Designing and creating a table

This section shows a create table statement you can use to create a practice table of your own. If you do not have create table permission, see a system administrator or the owner of the database in which you are working.

You can create a table, input some data, and work with it for a while before you create indexes, defaults, rules, triggers, or views. This allows you to see what kind of transactions are most common and what kind of data is frequently entered.

However, it is more efficient to design a table and the components that go with it at the same time. You might find it easiest to sketch your plans on paper before you actually create a table and its accompanying objects.

First, plan the table’s design:

  1. Decide what columns you need in the table, and the datatype, length, precision, and scale, for each.

  2. Create any new user-defined datatypes before you define the table where they are to be used.

  3. Decide which column, if any, should be the IDENTITY column.

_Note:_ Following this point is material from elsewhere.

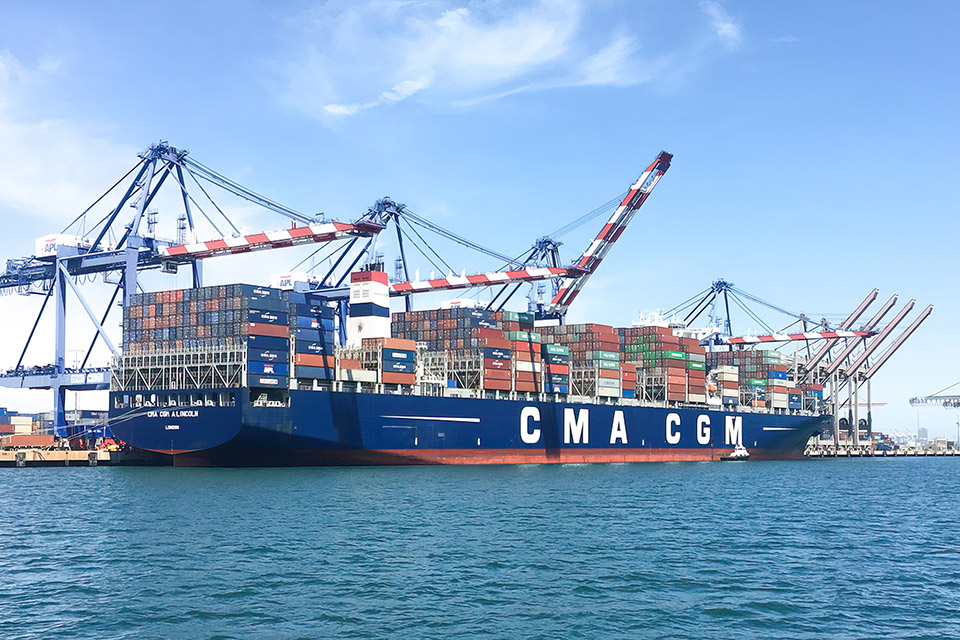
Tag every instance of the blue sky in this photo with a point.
(813, 142)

  4. Determine which columns can and cannot accept null values.

  5. Decide what integrity constraints or column defaults, if any, you need to add to the columns in the table. This includes deciding when to use column constraints and defaults instead of defaults, rules, indexes, and triggers.

  6. Decide whether you need defaults and rules, and if so, where and what kind. Consider the relationship between the NULL and NOT NULL status of a column, and defaults and rules.

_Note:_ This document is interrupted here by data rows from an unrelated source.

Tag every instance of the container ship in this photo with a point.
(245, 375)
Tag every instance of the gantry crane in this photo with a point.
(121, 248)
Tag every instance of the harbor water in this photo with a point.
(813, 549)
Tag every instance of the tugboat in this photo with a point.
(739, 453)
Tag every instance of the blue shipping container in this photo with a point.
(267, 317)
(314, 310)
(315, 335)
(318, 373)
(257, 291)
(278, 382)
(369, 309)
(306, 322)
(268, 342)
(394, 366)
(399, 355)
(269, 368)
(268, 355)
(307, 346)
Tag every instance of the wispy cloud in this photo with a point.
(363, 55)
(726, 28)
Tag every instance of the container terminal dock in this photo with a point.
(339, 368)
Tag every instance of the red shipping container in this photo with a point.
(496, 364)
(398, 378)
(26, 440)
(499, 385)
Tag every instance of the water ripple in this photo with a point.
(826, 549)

  7. Decide what kind of indexes you need and where. See Chapter 13, “Creating Indexes on Tables.”

Create the table and its associated objects:

  1. Create the table and its indexes using create table and create index.

  2. Create defaults and rules using create default and create rule. See Chapter 14, “Defining Defaults and Rules for Data.”

  3. Bind any defaults and rules using sp_bindefault and sp_bindrule. Any existing defaults or rules on a user-defined datatype already used in a create table statement, are automatically used. See Chapter 17, “Using Stored Procedures.”

  4. Create triggers using create trigger. See Chapter 20, “Triggers: Enforcing Referential Integrity.”

  5. Create views using create view. See Chapter 12, “Views: Limiting Access to Data.”